ISO/IEC 18014 Information technology — Security techniques — Time-stamping services is an international standard that specifies time-stamping techniques. It comprises four parts:
 Part 1: Framework
 Part 2: Mechanisms producing independent tokens
 Part 3: Mechanisms producing linked tokens
 Part 4: Traceability of time sources

Part 1: Framework 
In this first part of ISO/IEC 18014, several things are explained and developed:
 The identification of the objectives of a time authority.
 The description of a general model on which time stamping services are based.
 The definition of time stamping services.
 The definition of the basic protocols of time stamping.
 The specifications of the protocols between the involved entities.

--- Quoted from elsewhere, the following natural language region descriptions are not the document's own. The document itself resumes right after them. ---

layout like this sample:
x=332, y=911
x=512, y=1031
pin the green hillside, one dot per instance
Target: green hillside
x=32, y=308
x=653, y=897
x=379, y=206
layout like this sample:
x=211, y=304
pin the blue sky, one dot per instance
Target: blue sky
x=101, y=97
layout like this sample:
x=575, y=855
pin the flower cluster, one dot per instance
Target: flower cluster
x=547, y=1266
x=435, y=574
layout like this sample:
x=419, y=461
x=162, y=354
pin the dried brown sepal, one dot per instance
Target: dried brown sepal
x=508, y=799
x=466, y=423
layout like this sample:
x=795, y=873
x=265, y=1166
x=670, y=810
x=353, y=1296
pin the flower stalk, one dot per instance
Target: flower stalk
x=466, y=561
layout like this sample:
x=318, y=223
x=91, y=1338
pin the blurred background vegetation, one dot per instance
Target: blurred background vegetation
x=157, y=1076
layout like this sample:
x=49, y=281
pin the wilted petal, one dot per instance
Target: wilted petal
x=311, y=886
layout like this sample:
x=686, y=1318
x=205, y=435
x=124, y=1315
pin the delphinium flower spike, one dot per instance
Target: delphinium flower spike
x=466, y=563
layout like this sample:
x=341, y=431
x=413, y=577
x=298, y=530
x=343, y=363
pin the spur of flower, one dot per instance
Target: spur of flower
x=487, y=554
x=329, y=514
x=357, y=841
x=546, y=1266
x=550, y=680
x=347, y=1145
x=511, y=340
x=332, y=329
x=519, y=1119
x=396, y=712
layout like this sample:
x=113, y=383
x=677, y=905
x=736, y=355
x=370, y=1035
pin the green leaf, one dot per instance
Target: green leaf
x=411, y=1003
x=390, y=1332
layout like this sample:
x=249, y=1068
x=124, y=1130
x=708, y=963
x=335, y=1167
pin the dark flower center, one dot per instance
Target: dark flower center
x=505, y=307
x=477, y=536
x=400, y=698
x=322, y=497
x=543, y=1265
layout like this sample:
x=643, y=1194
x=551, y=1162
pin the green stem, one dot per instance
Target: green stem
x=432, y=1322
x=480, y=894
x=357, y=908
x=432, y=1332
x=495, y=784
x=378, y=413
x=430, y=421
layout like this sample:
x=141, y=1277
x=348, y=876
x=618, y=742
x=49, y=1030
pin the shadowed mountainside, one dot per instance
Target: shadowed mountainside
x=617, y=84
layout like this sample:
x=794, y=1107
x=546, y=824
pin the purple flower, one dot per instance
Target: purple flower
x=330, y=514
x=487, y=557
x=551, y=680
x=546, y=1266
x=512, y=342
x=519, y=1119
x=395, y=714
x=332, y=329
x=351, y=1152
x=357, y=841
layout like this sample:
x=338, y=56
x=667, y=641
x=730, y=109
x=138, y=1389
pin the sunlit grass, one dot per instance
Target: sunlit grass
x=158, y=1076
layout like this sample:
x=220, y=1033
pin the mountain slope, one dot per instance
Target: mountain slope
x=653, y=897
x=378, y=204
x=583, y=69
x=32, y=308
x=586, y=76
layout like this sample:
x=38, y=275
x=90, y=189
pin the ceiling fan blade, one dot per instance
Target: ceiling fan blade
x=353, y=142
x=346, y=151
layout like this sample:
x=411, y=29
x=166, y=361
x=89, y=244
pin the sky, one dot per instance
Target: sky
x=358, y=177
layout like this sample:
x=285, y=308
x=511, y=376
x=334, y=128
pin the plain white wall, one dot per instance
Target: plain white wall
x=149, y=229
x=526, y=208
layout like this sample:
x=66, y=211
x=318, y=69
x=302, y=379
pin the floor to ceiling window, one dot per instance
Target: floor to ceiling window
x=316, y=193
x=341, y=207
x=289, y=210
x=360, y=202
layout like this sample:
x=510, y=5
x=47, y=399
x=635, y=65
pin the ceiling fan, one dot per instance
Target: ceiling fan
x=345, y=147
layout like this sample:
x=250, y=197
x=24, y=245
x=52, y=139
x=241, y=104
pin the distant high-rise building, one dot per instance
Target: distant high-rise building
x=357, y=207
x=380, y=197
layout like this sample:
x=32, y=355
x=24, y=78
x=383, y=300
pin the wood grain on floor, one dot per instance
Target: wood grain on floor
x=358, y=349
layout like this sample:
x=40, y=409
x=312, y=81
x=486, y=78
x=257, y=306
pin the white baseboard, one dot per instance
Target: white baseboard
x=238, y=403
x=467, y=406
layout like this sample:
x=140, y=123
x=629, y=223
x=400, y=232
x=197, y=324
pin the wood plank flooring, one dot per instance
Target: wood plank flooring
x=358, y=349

Key words: audit, non-repudiation, security, time-stamp

Part 2: Mechanisms producing independent tokens
A time-stamping service provides evidence that a data item existed before a certain point in time. Time-stamp services produce time-stamp tokens, which are data structures containing a verifiable cryptographic binding between a data item's representation and a time-value. This part of ISO/IEC 18014 defines time-stamping mechanisms that produce independent tokens, which can be verified one by one.

Part 3: Mechanisms producing linked tokens 
This part of ISO/IEC 18014:
 Describes a general model for time-stamping services producing linked tokens.
 Describes the basic components used to construct a time-stamping service of this type.
 Defines the data structures used to interact with a time-stamping service of this type.
 Describes specific instances of such time-stamping services.